Bila mereka baik, manusia pun baik. Bila mereka buruk, manusia pun
buruk. Hal ini seperti jawaban Abu Bakar Ash-Shiddiq kepada wanita dari
bani Ahmas saat bertanya kepadanya, ‘Apa hal yang menjamin kami akan
senantiasa berada di atas perkara (yang baik yang Allah datangkan
setelah masa jahiliah) ini?’ Abu Bakar Ash-Shiddiq menjawab, ‘Kalian
akan senantiasa di atas kebaikan (Islam ) tersebut selama para pemimpin kalian bertindak lurus.” (HR Al-Bukhari) (lihat: Majmu’ Fatawa, 28/170)
Dari penjelasan di atas, setidaknya ada tiga kesimpulan mendasar yang dituliskan oleh para ulama dalam memaknai
ulil amri,
pertama: Ulil amri yang wajib ditaati adalah
ulil amri dari kalangan orang-orang beriman
. Kedua: Ketaatan kepada
ulil amri tidak mutlak, namun bersyarat.
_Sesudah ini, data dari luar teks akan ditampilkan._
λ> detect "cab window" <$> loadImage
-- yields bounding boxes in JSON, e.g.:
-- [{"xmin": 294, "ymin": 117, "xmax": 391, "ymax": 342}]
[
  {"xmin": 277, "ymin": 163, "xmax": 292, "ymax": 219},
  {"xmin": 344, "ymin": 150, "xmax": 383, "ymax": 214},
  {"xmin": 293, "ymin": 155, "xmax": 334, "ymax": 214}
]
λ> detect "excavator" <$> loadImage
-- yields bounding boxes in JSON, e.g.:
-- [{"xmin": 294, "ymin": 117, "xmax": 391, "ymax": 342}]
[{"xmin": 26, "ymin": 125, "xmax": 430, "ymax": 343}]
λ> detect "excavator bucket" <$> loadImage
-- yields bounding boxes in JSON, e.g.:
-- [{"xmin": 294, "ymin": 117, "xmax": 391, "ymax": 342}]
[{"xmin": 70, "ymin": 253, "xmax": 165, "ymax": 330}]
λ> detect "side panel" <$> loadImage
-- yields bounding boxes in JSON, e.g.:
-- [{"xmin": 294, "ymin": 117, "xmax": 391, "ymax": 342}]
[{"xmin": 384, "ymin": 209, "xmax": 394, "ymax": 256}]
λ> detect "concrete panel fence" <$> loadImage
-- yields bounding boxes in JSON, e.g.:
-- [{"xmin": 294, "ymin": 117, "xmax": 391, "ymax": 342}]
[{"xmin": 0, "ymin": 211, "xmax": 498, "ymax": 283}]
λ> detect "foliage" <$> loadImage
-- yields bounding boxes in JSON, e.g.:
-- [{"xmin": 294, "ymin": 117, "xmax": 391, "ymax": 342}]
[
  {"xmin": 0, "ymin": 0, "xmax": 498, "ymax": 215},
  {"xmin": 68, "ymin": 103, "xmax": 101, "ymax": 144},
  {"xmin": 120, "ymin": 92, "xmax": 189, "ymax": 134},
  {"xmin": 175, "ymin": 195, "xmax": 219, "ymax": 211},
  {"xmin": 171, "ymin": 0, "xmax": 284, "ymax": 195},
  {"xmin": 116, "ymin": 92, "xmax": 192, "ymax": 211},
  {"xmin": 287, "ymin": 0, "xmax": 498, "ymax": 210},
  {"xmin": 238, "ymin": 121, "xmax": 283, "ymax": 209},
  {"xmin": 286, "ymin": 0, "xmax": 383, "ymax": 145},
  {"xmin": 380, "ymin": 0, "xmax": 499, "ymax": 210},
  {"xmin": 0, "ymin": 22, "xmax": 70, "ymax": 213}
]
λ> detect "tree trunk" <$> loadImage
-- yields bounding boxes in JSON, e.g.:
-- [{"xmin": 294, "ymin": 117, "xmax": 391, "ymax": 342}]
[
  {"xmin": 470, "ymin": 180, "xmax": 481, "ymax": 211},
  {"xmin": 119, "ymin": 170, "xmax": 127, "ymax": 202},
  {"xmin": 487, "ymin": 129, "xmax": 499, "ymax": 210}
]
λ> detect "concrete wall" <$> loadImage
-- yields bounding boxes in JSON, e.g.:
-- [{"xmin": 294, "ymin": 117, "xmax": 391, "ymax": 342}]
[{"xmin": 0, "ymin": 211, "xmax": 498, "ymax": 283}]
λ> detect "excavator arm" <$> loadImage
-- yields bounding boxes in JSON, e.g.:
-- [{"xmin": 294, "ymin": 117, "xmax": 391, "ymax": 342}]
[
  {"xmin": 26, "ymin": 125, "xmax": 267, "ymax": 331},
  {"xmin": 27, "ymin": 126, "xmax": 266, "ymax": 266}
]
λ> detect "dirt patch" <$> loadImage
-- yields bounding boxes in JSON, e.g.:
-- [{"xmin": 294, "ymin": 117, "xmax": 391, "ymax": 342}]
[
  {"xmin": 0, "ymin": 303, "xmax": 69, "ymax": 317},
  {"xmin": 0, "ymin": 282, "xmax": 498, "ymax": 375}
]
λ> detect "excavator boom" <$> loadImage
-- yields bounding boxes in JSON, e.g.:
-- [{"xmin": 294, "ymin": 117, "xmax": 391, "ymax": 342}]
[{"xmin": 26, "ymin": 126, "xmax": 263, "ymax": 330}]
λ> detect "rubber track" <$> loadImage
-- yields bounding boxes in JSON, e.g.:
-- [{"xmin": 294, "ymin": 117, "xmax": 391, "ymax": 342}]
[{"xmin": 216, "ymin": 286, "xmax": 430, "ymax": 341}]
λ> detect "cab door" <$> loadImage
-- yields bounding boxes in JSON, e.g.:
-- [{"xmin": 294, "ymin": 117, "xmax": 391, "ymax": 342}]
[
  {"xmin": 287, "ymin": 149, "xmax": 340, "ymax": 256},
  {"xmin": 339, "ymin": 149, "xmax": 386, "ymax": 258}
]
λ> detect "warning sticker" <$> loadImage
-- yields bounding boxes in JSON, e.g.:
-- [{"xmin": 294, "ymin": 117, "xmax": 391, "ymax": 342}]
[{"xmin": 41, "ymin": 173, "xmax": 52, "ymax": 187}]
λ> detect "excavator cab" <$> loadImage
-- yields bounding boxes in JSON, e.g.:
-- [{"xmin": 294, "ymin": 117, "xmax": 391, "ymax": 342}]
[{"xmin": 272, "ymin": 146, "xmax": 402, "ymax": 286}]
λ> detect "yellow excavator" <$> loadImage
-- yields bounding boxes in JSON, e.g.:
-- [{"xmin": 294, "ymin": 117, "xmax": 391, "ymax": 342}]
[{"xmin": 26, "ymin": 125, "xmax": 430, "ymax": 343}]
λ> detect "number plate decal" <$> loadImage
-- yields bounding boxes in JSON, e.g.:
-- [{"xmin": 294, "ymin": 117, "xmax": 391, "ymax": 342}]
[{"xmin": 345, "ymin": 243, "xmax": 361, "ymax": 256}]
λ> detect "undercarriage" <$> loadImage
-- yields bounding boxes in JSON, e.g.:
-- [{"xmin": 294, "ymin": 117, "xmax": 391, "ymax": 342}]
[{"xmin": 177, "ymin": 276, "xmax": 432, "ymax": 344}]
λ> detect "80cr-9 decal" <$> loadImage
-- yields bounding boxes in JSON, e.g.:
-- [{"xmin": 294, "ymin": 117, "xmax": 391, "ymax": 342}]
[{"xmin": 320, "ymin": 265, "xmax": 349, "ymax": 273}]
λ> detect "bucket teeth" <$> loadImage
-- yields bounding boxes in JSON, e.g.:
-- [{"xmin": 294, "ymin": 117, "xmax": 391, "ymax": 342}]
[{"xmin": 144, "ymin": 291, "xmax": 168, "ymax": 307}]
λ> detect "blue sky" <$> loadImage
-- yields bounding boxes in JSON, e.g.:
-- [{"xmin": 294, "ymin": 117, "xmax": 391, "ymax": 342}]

Yaitu selama bukan dalam perkara maksiat
. Ketiga: Ulil amri yang tidak menjadikan syariat Islam sebagai hukum dalam pemerintahannya tidak wajib ditaati
Kesimpulan ini selaras dengan tujuan
(maqashid) kepemimpinan
itu sendiri. Para ulama menyebutkan bahwa tujuan pokok dari adanya
kepemimpinan adalah untuk mengatur kemaslahatan umat, yaitu dengan
menjalankan syariat yang telah Allah gariskan dalam Al-Qur’an dan
As-Sunnah. Oleh karena itu, dalam Islam pemimpin juga disebut sebagai
pengganti peran Nabi SAW dalam menjalankan tugas kenabian.
Imam Al-Mawardi berkata,
“Kepemimpinan adalah pengganti tugas kenabian dalam menjaga agama dan mengatur urusan dunia.” (lihat:
Al-Ahkamus Sulthaniyah, 1/3)
Al-Baidhawi juga menyebutkan bahwa,
“Kepemimpinan adalah sebagai
proses seseorang (di antara umat Islam ) dalam menggantikan (tugas)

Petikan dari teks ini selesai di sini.